Portland pickleball brings seniors and students together
Seniors and students shared pickleball and crafts at Portland Tennis & Education on June 23, showing how the sport can power intergenerational programming.

Seniors and students spent the morning together at Portland Tennis & Education in North Portland’s St. Johns neighborhood, mixing pickleball with arts and crafts and a set of shared activities built around intergenerational connection. The June 23 gathering at 7519 North Burlington Avenue turned the court into more than a place to play, using one of amateur pickleball’s most accessible formats to bring different age groups into the same space.
Portland Tennis & Education, or PT&E, describes itself as a 501(c)(3) social impact racquet center that offers accessible and affordable tennis and pickleball programs for all, with no membership required. The organization says its racquet programs operate on a sliding scale so cost is not a barrier, and that 100% of revenue from those programs goes back into student and local community programs.

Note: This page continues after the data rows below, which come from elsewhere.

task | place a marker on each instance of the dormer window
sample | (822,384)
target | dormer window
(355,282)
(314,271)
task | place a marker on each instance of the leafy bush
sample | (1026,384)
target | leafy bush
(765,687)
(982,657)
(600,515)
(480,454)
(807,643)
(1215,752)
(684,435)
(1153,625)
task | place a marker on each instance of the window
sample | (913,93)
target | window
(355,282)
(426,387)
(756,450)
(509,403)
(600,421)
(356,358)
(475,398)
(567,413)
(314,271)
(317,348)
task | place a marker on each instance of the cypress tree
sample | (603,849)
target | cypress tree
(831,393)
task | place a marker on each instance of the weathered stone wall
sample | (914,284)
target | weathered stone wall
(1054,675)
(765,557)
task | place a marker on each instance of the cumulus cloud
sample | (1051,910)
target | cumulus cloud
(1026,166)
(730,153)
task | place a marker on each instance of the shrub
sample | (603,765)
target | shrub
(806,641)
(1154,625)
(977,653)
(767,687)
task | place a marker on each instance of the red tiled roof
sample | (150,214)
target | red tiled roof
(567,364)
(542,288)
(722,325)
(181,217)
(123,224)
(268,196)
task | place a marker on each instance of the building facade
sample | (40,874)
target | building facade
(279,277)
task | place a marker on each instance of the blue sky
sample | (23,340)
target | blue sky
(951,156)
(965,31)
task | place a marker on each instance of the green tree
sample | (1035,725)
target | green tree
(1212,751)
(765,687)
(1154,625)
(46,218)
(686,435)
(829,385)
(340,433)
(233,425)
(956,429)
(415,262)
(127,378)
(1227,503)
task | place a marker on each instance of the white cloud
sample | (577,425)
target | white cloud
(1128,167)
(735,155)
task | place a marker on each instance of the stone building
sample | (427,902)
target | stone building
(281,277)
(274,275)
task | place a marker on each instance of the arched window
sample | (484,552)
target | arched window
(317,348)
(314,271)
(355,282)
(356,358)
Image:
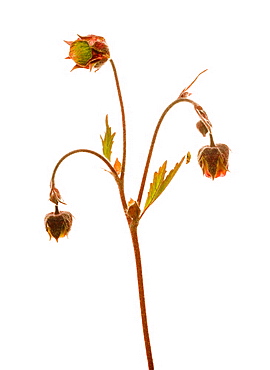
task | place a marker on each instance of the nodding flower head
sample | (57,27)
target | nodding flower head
(88,52)
(214,160)
(58,224)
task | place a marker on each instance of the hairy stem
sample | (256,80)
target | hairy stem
(134,236)
(180,100)
(112,170)
(123,164)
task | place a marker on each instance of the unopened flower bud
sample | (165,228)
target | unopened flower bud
(88,52)
(214,160)
(58,224)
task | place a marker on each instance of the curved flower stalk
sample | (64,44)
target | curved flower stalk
(91,52)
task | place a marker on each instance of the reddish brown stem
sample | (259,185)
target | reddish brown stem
(134,236)
(139,199)
(123,164)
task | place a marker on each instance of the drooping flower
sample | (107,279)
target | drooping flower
(214,160)
(88,52)
(58,224)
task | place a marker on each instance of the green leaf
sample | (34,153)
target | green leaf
(159,184)
(107,141)
(154,190)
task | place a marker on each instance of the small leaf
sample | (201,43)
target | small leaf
(133,209)
(159,184)
(154,190)
(107,141)
(117,166)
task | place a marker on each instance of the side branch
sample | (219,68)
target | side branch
(112,170)
(154,140)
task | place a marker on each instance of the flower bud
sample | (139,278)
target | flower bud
(214,160)
(202,128)
(58,224)
(88,52)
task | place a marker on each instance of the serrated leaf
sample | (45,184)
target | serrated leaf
(159,184)
(107,141)
(117,166)
(155,185)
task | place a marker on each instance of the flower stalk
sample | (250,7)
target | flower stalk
(91,52)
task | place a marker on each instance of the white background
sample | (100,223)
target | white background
(204,244)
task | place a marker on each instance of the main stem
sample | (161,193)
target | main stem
(134,236)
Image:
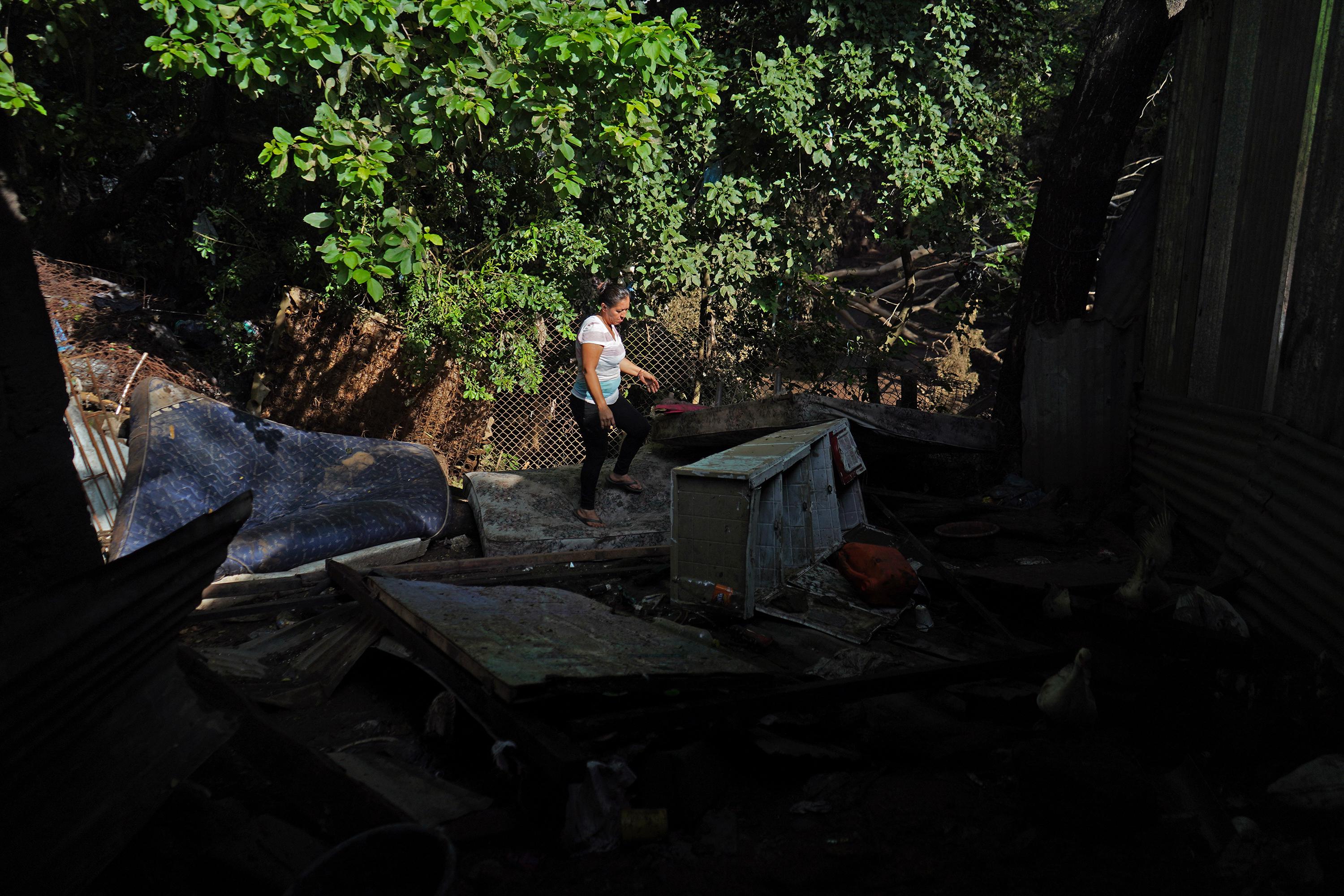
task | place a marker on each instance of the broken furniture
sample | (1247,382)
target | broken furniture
(752,516)
(316,495)
(729,425)
(533,511)
(562,676)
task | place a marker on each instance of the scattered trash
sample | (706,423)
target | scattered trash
(693,633)
(1015,492)
(500,754)
(967,539)
(1066,696)
(810,806)
(1155,550)
(421,796)
(408,860)
(1318,785)
(197,335)
(643,825)
(593,817)
(881,574)
(117,299)
(1057,605)
(713,594)
(750,637)
(1199,607)
(777,745)
(719,832)
(850,664)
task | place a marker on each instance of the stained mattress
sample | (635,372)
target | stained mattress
(315,495)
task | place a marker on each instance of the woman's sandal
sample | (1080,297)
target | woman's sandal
(594,523)
(633,487)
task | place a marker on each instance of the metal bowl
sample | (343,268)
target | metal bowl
(967,539)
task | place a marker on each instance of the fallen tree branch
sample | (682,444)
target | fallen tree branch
(883,269)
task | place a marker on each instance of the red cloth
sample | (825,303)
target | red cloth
(882,574)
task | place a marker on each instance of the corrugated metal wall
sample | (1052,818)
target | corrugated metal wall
(1248,310)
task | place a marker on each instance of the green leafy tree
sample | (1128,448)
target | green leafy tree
(456,160)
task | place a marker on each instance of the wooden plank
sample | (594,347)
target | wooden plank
(1187,179)
(323,667)
(237,589)
(436,569)
(519,640)
(335,804)
(1223,198)
(541,743)
(818,694)
(1296,202)
(1269,168)
(428,800)
(265,607)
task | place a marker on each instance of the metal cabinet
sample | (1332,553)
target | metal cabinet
(756,513)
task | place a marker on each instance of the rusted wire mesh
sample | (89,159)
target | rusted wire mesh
(539,432)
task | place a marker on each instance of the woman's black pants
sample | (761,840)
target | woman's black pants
(635,426)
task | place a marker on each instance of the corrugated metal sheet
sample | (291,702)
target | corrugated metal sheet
(1287,539)
(1264,496)
(1199,457)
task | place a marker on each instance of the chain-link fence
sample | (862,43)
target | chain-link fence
(527,432)
(539,432)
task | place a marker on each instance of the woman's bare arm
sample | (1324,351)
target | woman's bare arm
(647,379)
(592,354)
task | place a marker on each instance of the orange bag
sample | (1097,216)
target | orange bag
(882,574)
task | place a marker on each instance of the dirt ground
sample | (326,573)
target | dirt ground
(956,790)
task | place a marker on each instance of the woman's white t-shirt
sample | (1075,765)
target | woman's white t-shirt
(594,330)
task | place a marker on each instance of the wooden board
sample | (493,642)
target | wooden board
(517,640)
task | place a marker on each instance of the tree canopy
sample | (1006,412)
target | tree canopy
(449,160)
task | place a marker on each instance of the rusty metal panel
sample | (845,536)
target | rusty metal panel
(1287,539)
(517,640)
(1264,496)
(1187,182)
(1198,457)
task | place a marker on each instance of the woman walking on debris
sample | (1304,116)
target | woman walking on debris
(597,402)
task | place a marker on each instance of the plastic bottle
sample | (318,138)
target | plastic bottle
(711,593)
(686,632)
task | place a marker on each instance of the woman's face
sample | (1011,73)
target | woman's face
(615,315)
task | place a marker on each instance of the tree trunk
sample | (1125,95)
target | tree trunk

Its mission is to foster lifelong well-being through play, learning and connection, with equitable access for people of all ages, identities, abilities and backgrounds.
That structure matters for pickleball because it makes the sport easy to fold into programming that is not built around competition alone. PT&E says its pickleball lineup includes youth programs, open-play mixers, including 55+ sessions, drill clinics, private and small-group instruction and competitive opportunities. It also hosts the Queer Pickleball League and QTBIPOC Pickleball Mixers, extending the game into spaces designed for specific communities as well as mixed-age play.

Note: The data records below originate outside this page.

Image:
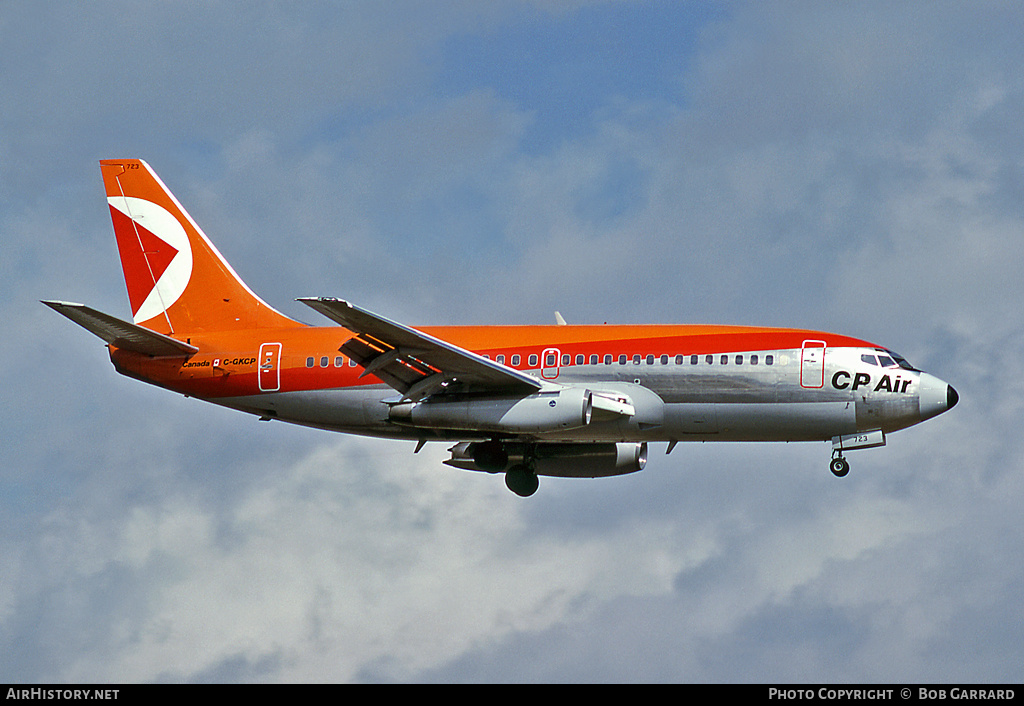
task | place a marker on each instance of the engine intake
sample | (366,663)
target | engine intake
(545,411)
(564,460)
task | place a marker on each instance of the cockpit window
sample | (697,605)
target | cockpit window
(889,359)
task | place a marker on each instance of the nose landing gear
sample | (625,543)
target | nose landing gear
(862,440)
(839,465)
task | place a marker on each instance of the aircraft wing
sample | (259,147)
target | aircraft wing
(121,333)
(414,363)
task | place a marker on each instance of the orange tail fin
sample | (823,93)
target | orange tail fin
(177,281)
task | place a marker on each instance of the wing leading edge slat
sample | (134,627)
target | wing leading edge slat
(414,363)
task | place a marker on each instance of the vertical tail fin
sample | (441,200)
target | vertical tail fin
(177,281)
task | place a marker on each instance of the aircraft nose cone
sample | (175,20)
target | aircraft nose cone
(936,397)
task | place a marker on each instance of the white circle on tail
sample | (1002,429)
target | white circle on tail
(172,282)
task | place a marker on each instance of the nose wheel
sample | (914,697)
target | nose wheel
(839,466)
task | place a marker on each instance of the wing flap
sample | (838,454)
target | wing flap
(414,363)
(121,333)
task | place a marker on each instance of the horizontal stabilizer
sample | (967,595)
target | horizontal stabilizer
(121,333)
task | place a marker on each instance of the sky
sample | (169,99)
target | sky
(853,167)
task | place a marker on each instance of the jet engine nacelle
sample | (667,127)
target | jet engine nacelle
(546,411)
(564,460)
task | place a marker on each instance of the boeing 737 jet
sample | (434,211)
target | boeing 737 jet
(523,401)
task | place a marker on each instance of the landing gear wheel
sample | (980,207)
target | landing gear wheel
(521,481)
(839,466)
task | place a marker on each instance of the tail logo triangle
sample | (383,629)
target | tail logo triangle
(156,254)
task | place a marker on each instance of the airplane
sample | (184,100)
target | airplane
(523,401)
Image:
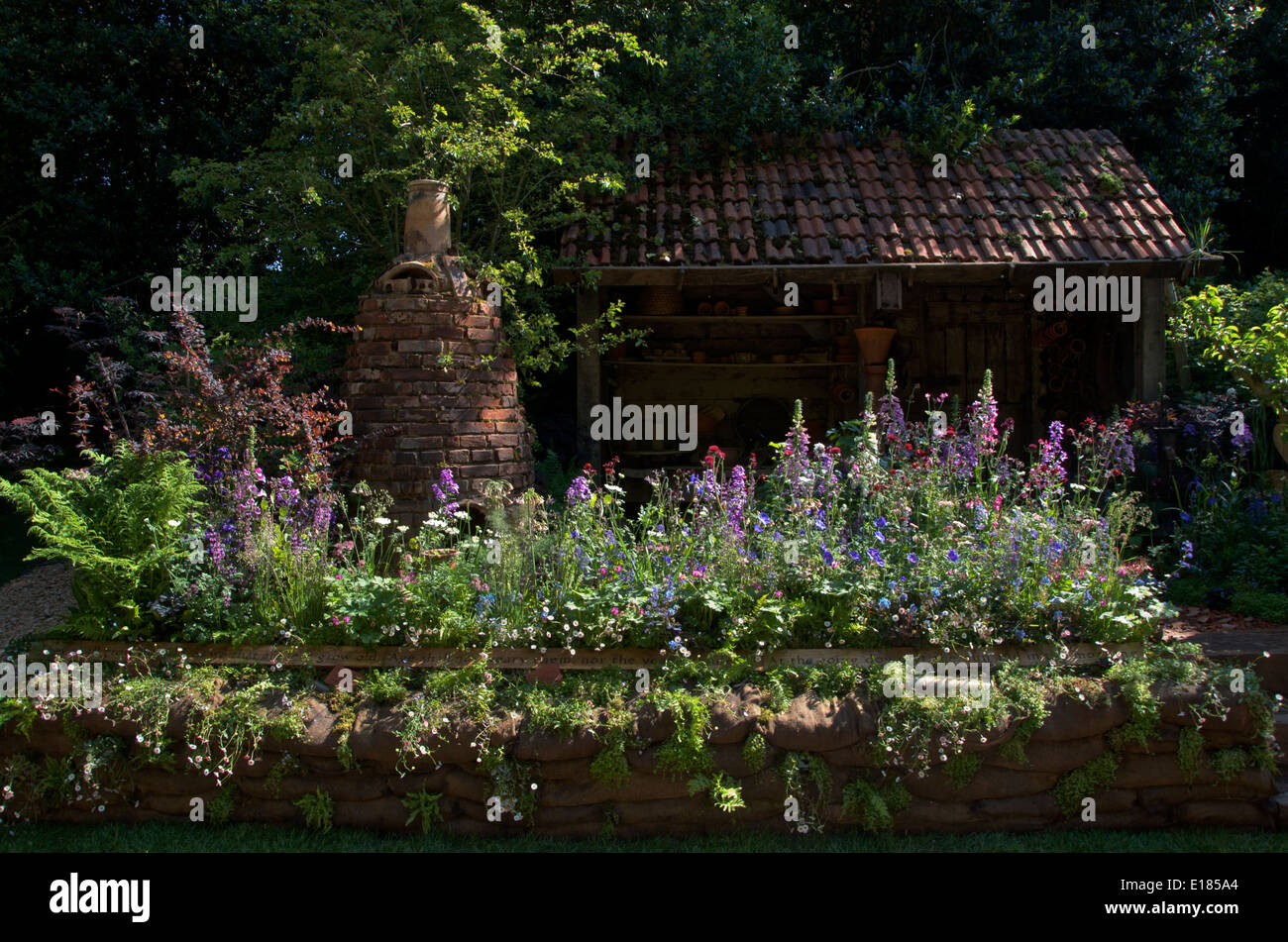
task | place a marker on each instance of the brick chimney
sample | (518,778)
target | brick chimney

The organization says it has impacted more than 18,000 youth since 1996, and that each student and family receives up to 1,000 hours of annual support. PT&E also says all local high school seniors who have participated in its programs since its founding have graduated on time, a result it points to as part of its broader youth-development work. That record helps explain why a simple pickleball morning can carry more weight than a one-off recreation event: it fits into a system where court time, instruction and community contact are tied directly to longer-term support.
For schools, rec centers and clubs looking for a template, the Portland session showed how pickleball can do more than fill a schedule. At PT&E, it functions as a practical tool for bringing seniors and students together while helping fund the programs that keep the center running.